Folks in Cobb County, Georgia have developed a whole new way to interfere with reproductive freedom, and I sure didn’t see this one coming. Local property owners banded together and sued Dr. Daniel McBrayer and his clinic (which closed in 2015) for creating a nuisance – and a jury has awarded them almost $1.5 million.
Here is the twisted logic: Alpha OB/GYN was a nuisance because conspicuous anti-abortion protesters violated Governor’s Ridge Property Owners’ Association rights to enjoy their property undisturbed.
Yes, you read that right. Because the anti-abortion picketers upset passersby with their giant, graphic signage, the clinic and the doctor got sued for causing a ruckus. It wasn’t just the signs that upset the property owners, either. The clinic had been a victim of arson in 2012, and attorneys for the association said that their clients feared there might be another attack. Talk about some next-level victim-blaming. One wonders whether these attorneys are also in the business of accepting contingency fees for folks looking to sue churches, synagogues, and mosques that’ve been victimized by hate groups.
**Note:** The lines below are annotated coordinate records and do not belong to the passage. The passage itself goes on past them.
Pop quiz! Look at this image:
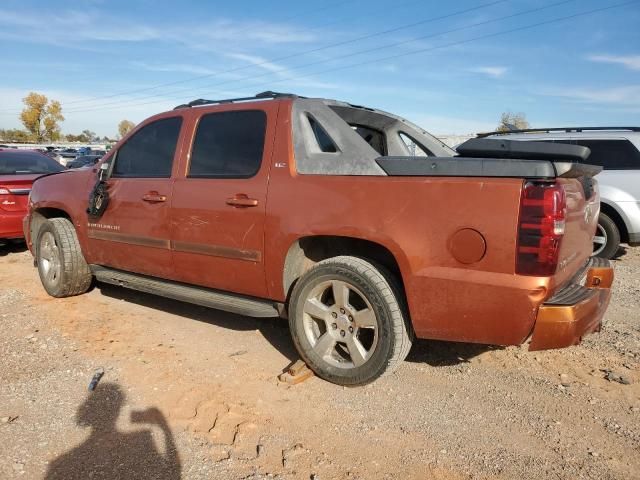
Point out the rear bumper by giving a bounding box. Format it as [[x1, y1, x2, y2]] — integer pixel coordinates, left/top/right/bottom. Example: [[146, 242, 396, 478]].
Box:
[[529, 258, 613, 350]]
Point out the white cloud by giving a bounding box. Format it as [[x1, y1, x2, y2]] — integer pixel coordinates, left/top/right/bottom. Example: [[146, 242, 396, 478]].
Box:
[[129, 61, 216, 75], [541, 85, 640, 107], [221, 53, 337, 89], [469, 66, 509, 78], [0, 9, 316, 52], [587, 55, 640, 70], [402, 112, 497, 135]]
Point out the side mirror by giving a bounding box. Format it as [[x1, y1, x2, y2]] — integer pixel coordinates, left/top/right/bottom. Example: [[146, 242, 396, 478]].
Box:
[[98, 162, 110, 181]]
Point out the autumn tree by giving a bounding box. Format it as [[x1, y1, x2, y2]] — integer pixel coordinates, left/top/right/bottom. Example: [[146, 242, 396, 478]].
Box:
[[496, 112, 531, 132], [20, 92, 64, 142], [0, 128, 29, 143], [118, 120, 136, 138], [82, 130, 97, 142]]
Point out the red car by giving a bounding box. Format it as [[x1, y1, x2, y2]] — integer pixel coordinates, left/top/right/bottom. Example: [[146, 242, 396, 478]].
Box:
[[0, 149, 65, 242]]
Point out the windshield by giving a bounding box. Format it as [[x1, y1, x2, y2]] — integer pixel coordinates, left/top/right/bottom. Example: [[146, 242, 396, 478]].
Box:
[[0, 152, 65, 175]]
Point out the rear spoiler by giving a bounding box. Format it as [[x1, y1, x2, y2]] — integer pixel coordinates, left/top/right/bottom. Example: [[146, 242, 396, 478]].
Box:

I have to admit – using nuisance law certainly is clever. Generally, nuisance laws allow property owners to assert claims against anyone who creates a substantial or unreasonable interference with use or enjoyment of private land. You sue for nuisance when your neighbor incessantly plays loud music or stacks smelly, rotting garbage too close to your property line.
But let’s be clear – nuisance laws don’t exist for the purpose of allowing every irritable neighbor to obtain hefty courtroom verdicts; they’re there to compensate landowners for really extreme interference. The idea that property owners should be compensated for shouldering the extreme burden of tolerating women exercising their right to seek medical attention is brazen beyond comprehension.
What’s worse is that those involved with this case were also willing to throw the law out the window in order to punish Dr. McBrayer. You see, nuisance liability always requires that the defendant’s action be both the actual and proximate cause of the plaintiff’s injuries. In non-legalese, that means it’s not enough that the plaintiffs here were bothered by the protesters; the source of the nuisance needed to be the clinic’s fault. Anyone who has taken Torts in law school knows that intentional actions of third parties (like, for example, a gaggle of anti-abortion zealots) severs any causal connection between a complaining landowner and a nuisance defendant. In other words, if the property owners were looking for someone to sue, they should have been suing the protesters.
It doesn’t, however, seem as though anyone involved with this case – including Cobb Superior Court Judge S. Lark Ingram felt particularly constrained by following the law. Kind of an interesting departure from a judge who made headlines in the past for interrupting a father representing himself in a custody dispute when he didn’t know proper court procedures.
No word yet on whether the clinic plans to appeal, but we’ll be watching.